Recently, we migrated a large MySQL database containing GB’s of data, millions of rows in few tables to CosmosDB.
This was done without downtime. I want to lay down the approach we took in this post.
Our intention was to setup both the database active - active and incrementally shift the traffic point to Service v1 (which was reading/writing to MySQL) towards Service v2 (which was reading/writing to CosmosDB)
The first challenge was doing the initial data migration (called as bootstrap) and then set up a replication pipeline (called as change feed) so that any updates/inserts/deletes happening on live MySQL DB are replicated to CosmosDB asynchronously.
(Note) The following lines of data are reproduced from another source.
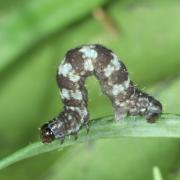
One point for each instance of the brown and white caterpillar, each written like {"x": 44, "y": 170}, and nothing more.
{"x": 78, "y": 64}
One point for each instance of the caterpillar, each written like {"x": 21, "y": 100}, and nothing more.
{"x": 97, "y": 60}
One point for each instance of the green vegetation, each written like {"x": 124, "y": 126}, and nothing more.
{"x": 34, "y": 36}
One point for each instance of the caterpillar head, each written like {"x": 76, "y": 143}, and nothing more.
{"x": 154, "y": 110}
{"x": 46, "y": 134}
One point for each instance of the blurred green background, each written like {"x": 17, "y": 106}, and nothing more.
{"x": 34, "y": 36}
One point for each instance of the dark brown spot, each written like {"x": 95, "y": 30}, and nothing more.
{"x": 74, "y": 57}
{"x": 65, "y": 82}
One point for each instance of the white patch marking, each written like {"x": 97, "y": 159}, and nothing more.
{"x": 88, "y": 52}
{"x": 88, "y": 66}
{"x": 117, "y": 88}
{"x": 74, "y": 77}
{"x": 115, "y": 62}
{"x": 81, "y": 110}
{"x": 64, "y": 69}
{"x": 108, "y": 70}
{"x": 77, "y": 95}
{"x": 126, "y": 83}
{"x": 65, "y": 94}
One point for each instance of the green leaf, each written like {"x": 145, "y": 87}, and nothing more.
{"x": 167, "y": 126}
{"x": 156, "y": 173}
{"x": 30, "y": 23}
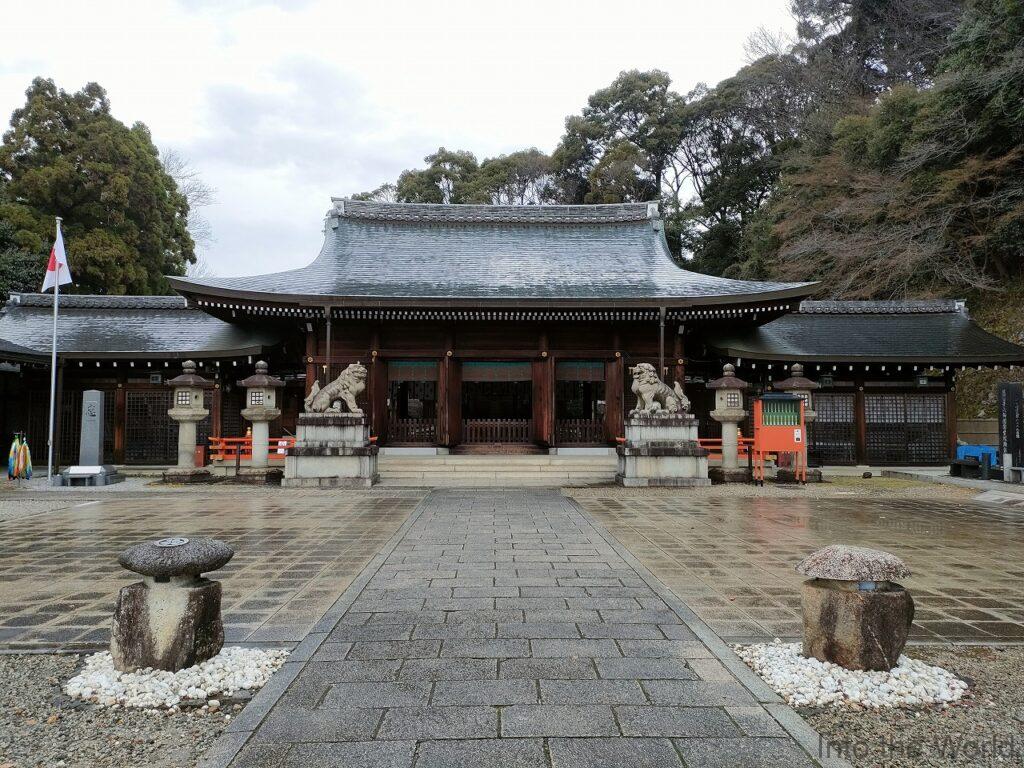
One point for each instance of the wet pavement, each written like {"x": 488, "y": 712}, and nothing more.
{"x": 295, "y": 553}
{"x": 505, "y": 629}
{"x": 732, "y": 559}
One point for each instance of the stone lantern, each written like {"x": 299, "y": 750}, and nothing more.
{"x": 729, "y": 412}
{"x": 802, "y": 387}
{"x": 187, "y": 411}
{"x": 261, "y": 409}
{"x": 170, "y": 620}
{"x": 854, "y": 612}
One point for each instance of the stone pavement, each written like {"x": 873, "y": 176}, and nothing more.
{"x": 295, "y": 554}
{"x": 506, "y": 629}
{"x": 732, "y": 559}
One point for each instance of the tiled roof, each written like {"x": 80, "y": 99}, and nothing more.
{"x": 126, "y": 326}
{"x": 862, "y": 332}
{"x": 493, "y": 255}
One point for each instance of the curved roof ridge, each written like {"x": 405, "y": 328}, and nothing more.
{"x": 98, "y": 301}
{"x": 469, "y": 213}
{"x": 883, "y": 306}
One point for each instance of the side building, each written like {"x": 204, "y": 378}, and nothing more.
{"x": 495, "y": 329}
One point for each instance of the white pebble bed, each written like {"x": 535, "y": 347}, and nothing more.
{"x": 808, "y": 682}
{"x": 227, "y": 673}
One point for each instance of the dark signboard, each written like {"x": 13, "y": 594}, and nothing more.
{"x": 1011, "y": 398}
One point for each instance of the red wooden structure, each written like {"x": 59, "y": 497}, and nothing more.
{"x": 779, "y": 428}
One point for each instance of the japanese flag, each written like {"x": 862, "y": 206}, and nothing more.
{"x": 57, "y": 272}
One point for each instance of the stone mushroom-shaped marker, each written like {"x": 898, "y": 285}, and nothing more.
{"x": 854, "y": 612}
{"x": 171, "y": 619}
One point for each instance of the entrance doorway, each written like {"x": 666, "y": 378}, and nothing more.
{"x": 580, "y": 402}
{"x": 412, "y": 402}
{"x": 497, "y": 402}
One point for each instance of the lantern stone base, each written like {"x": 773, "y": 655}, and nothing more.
{"x": 258, "y": 475}
{"x": 858, "y": 630}
{"x": 720, "y": 475}
{"x": 168, "y": 625}
{"x": 332, "y": 451}
{"x": 184, "y": 475}
{"x": 662, "y": 451}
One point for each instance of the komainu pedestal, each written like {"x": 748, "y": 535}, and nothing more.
{"x": 332, "y": 450}
{"x": 662, "y": 450}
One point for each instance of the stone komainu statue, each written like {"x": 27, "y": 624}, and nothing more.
{"x": 653, "y": 395}
{"x": 345, "y": 389}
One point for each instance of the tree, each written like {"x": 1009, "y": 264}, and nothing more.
{"x": 125, "y": 220}
{"x": 519, "y": 178}
{"x": 444, "y": 179}
{"x": 20, "y": 270}
{"x": 384, "y": 194}
{"x": 197, "y": 193}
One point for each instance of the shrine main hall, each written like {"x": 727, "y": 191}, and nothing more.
{"x": 493, "y": 329}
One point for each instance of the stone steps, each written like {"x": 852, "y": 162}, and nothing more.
{"x": 497, "y": 471}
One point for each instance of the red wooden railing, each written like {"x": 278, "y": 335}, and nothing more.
{"x": 579, "y": 431}
{"x": 497, "y": 430}
{"x": 412, "y": 430}
{"x": 231, "y": 449}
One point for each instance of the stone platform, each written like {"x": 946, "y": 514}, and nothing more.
{"x": 332, "y": 451}
{"x": 662, "y": 451}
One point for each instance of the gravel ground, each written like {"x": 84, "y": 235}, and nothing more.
{"x": 977, "y": 731}
{"x": 40, "y": 727}
{"x": 836, "y": 487}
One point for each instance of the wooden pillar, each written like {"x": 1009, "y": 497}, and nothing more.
{"x": 613, "y": 407}
{"x": 543, "y": 373}
{"x": 311, "y": 372}
{"x": 120, "y": 410}
{"x": 378, "y": 398}
{"x": 216, "y": 408}
{"x": 951, "y": 423}
{"x": 860, "y": 423}
{"x": 678, "y": 361}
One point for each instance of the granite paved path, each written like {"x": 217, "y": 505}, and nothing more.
{"x": 505, "y": 629}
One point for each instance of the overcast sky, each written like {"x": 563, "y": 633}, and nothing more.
{"x": 282, "y": 103}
For this, we made use of Kafka.
The Bootstrap process consisted of reading the table from MySQL and dumping its content into a corresponding Kafka topic. That means, we had a corresponding Kafka topic for each table within MySQL. There are products within market such as this which can do this as well.
The change feed process consisted of having another set of parallel kafka topics which would contain the change feed, i.e. inserts / deletes / updates happening on the MySQL database. This was tricky because setting it up requires modifying the service layer to publish this feeds to Kafka.
The point to note above is that bootstrap is a one time process and Change feed is an ongoing process. Also, bootstrap must be executed after the change feed process is up and running, so as to not miss any record.
Now comes the consumer part, The consumer application will connect to these kafka topics and store the data in Cosmos DB. We used bulk insertion in batches of 4000 records/batch to speed up the insertions.
Here, the bootstrap kafka topics must be first completely consumed and written to target database before starting with ChangeFeed kafka topics.
As the change feed kafka topics lag becomes closer to zero (it will never be zero, since data is always being written to change feed topics), the databases are considered active active.
Few notes about Kafka:
Use Kafka partitions to scale up bootstrap and consumption process horizontally. The partition key can be primary key of the table. This is especially important in change feed topics where multiple records will exist for same row.
The consumer application must handle errors gracefully. If there is an error during the batch writes, the entire batch might fail.
Use the blue green deployment methodology
In our case, it took almost 4 hrs to complete the migration including bootstrap and change feed process for around 3 million rows in couple of tables and fewer records in other tables.